This addictive sport combines lung-bursting climbs with heart-in-mouth off-piste descents along with airy arêtes and steep couloirs negotiated on foot (with skis on the pack).
Imagine the best ski-tour you've ever done covered at many times the speed complete with tour de France style spectators, large cowbells and more than enough lycra to supply the royal ballet for several seasons! It is a well established sport in the Alps and interest from British participants that has been growing year on year. Famous races such as the French Pierramenta and the Swiss Patrouille des glaciers are highlights in an increasingly busy calendar.
The inaugural British championships will take place as part of an established race – The Cols et Cimes Hauts [high cols and summits], starting from the top of the Chamonix-Planpraz telepherique.
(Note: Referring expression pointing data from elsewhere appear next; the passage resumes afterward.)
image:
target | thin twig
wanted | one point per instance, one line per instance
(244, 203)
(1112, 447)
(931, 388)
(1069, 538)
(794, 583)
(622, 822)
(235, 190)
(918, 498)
British participants will compete in the main race, but will be eligible for British championship titles. The race involves 1800m of ascent over multiple climbs and descents, contested as individuals (many races are in teams of 2 or 3). In order to do well you'll have to be not only fit, but also able to quickly transition between skins on/skins off/skis on feet/on pack/crampons on, etc.!
To enter, please click here, you need a license to enter races in France, but it is possible to buy one for the day (click on "je ne suis pas licencié FFME").
In order to be considered for the British championships please email team manager Es Tresidder so that a list of who is racing can be kept. Please take note of the list of required equipment.
NB: This is a completely amazing sport, certainly the most exciting form of racing I've ever done, but requires a good level of technical ability to take part safely. Please do not enter this race unless you are a very competent and experienced ski-mountaineer.
Ski-mountaineering race organisers expect competitors to be self-sufficient and the terrain can be very technical. Add to this exhaustion from high-speed ascents and the descents can be very challenging indeed. Some of the ridge sections can be considered as serious mountaineering, often without a safety line in place.